By Jasper Smith (January 7, 2020)
I live in a country that used the military and militias to kill and forcibly remove people from their ancestral lands after tens of thousands of years of living here so the government could give that land away for free to white people to have homes and farms and so oil, timber, and mining interests could profit from “free” land for a quick buck.
I live in a country where 100 million acres of land was given away by the government for free to private railroad companies who sold the land at a profit to build houses and cities.
I live in a country where five white landowners own 9 million acres of land and all African-Americans, over 40 million people, combined own 8 million acres.
When we say the government can house people who are homeless and provide affordable housing in exchange for a third of people’s income, it should sound like a small thing, not a big thing, for this country to do.
I live in a country where for 250 years, it was legal to own another human being based on their skin color and force them to work for no wages and own no property to benefit the land owner.
I live in a country where today, workers lose more money in wage theft by business owners than all the robberies, burglaries, motor vehicle thefts, and larcenies combined.
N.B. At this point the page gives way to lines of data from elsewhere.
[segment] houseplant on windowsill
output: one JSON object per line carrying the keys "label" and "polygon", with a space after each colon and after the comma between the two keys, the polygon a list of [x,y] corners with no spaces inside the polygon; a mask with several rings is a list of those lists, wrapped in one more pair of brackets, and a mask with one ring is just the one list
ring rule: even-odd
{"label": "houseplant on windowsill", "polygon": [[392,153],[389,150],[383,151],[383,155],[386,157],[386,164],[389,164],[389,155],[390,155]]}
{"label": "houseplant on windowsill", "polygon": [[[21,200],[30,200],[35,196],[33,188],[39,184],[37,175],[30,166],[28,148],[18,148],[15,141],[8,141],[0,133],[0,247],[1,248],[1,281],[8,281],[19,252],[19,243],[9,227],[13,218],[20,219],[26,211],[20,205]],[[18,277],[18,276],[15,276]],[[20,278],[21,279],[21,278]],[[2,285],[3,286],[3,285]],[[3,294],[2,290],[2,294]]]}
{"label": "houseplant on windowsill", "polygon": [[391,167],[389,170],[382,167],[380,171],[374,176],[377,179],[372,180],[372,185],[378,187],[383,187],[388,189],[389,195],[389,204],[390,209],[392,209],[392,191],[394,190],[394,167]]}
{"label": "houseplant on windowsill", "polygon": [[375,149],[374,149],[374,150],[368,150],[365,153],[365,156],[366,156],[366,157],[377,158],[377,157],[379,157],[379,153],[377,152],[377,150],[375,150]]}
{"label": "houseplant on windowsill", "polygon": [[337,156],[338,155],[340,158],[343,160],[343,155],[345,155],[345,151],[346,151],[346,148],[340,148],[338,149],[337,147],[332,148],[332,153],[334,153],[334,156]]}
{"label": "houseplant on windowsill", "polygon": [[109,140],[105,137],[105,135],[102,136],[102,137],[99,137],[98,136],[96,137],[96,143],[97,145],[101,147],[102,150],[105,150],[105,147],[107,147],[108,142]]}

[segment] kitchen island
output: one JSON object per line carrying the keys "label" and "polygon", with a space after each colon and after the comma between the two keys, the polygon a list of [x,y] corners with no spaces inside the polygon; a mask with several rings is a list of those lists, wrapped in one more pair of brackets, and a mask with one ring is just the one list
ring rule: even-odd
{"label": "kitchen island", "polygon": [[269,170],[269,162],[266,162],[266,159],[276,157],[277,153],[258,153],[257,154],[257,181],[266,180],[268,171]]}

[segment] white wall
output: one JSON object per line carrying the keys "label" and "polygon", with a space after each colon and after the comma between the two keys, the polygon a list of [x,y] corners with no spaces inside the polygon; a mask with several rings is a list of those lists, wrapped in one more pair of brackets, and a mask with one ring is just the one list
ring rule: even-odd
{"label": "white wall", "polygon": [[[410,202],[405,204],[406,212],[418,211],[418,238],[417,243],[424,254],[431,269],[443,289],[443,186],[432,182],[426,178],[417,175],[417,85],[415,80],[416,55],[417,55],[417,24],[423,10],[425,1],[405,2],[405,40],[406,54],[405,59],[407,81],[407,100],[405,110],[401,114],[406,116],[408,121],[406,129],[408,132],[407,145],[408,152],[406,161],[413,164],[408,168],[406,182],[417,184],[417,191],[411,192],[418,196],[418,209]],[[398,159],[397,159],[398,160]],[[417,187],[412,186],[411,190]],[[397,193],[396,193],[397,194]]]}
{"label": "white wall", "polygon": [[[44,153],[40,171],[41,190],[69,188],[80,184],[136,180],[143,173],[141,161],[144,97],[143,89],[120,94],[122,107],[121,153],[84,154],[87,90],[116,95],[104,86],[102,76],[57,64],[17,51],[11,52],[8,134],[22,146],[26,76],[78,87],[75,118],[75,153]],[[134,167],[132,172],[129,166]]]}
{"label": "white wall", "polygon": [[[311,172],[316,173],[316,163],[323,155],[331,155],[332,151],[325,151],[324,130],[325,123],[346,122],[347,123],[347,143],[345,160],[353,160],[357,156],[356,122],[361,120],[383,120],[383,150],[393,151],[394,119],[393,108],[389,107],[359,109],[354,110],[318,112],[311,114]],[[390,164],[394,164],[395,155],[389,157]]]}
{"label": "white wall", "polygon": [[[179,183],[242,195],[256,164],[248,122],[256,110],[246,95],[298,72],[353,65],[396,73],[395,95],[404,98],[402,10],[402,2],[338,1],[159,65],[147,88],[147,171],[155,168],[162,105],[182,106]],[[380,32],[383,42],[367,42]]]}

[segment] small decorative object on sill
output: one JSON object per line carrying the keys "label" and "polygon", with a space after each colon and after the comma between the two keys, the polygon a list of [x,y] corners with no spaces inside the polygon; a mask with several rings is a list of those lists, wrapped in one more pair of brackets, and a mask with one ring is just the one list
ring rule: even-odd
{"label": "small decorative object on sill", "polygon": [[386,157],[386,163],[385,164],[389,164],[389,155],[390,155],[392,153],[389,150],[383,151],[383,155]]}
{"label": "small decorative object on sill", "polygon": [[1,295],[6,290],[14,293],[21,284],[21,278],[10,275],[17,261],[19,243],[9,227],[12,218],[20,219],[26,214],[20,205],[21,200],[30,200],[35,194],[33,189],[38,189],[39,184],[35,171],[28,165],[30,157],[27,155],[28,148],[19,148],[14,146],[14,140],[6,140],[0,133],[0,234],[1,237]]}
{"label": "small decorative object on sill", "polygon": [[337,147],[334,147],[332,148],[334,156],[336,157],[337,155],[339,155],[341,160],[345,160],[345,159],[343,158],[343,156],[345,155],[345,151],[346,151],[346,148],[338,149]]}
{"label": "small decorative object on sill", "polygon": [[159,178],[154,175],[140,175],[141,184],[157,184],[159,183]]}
Wage theft is rarely prosecuted, but if it were, it carries only a $1000 fine.
I live in a country where Apple, which has 2-3 times more cash on hand than the US government received $500 million in government subsidies and Google, one of the most profitable businesses on the planet, received $600 million in government subsidies.
I live in a country that just gave away $1.5 trillion in tax breaks and encouraged overseas tax shelters for billionaires and corporations.
When we say the government should tax people and corporations fairly, and spend money on human needs for housing, safe drinking water, health care, education, income and social supports, it should be an easy thing for this country to do, not a hard thing.
The government redistributes wealth all the time. Instead of concentrating wealth for the few which is destroying our communities and the planet, we need to use our government to meet the needs of the people and invest in equity and justice.